Eni Kuqi - ZAR93900007063047 
ZAR93900007063047 nasce da un processo di raccolta all’interno di automobili dismesse. Oggetti trovati nei vani dimenticati delle vetture che vengono archiviati in busta sottovuoto e catalogati secondo il numero di telaio del veicolo. Accanto al sacchetto, una scheda tecnica descrive la posizione precisa degli oggetti rinvenuti e ne propone una classificazione. A questa si affianca un testo , in cui l’artista ricostruisce un legame personale con ciò che ha trovato, oscillando tra azioni di indagine e coinvolgimento. Nel gesto dell’archiviare, ciò che è stato scartato acquista una nuova dignità visiva: ogni frammento si trasforma in traccia.

Volga Sisa - Celitos No
In festività come San Valentino l’amore viene solitamente celebrato con regali come fiori e peluche che simbolicamente rimandano alla purezza e alla dolcezza del sentimento nei confronti del partner. Tuttavia, queste celebrazioni spesso si inseriscono in dinamiche di coppia eteronormative disfunzionali, segnate da gelosia, squilibri di potere, possessività, fino ad arrivare in molti casi alla violenza e al femminicidio.Che valore ha una celebrazione dell’amore quando “l’amore” stesso è viziato da dinamiche di controllo e abuso?

Flavia Spasari - Oh my little shiny voice...
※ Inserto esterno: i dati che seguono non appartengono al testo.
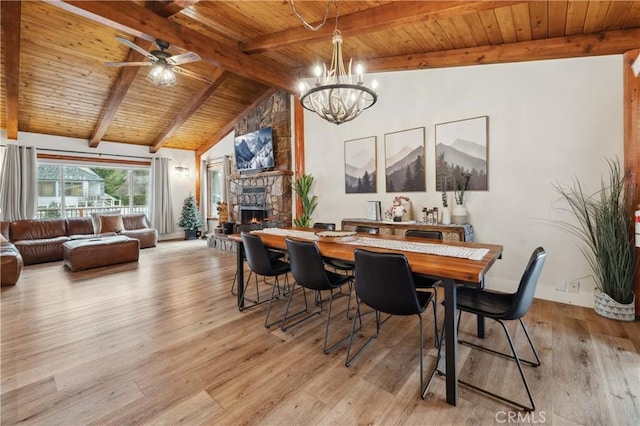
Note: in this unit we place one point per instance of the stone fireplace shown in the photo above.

“Questo gioiello” si inserisce in una riflessione sulla dizione come postura linguistica normativa. In questo senso, l’espressione verbale è trattata come una porzione anatomica da disciplinare. Lo strumento tutore, come una protesi, modella la voce, ne modifica l’origine espressiva e la rende conforme a un’idea di neutralità e ideale fonetico. Un gioiello in argento, dalla forma correttiva, orna e insieme blocca, costringe. Il volto viene adornato da un impedimento. Il corpo vocale si plasma nella relazione con l’orecchio egemonico. Il dispositivo scultoreo, nella sua forma ambigua, fra gioiello e costrizione, esprime questa ambivalenza: abbellirediventa disciplinare.“Oh my little shiny voice”è un’invocazione ironica e tenera alla voce addomesticata.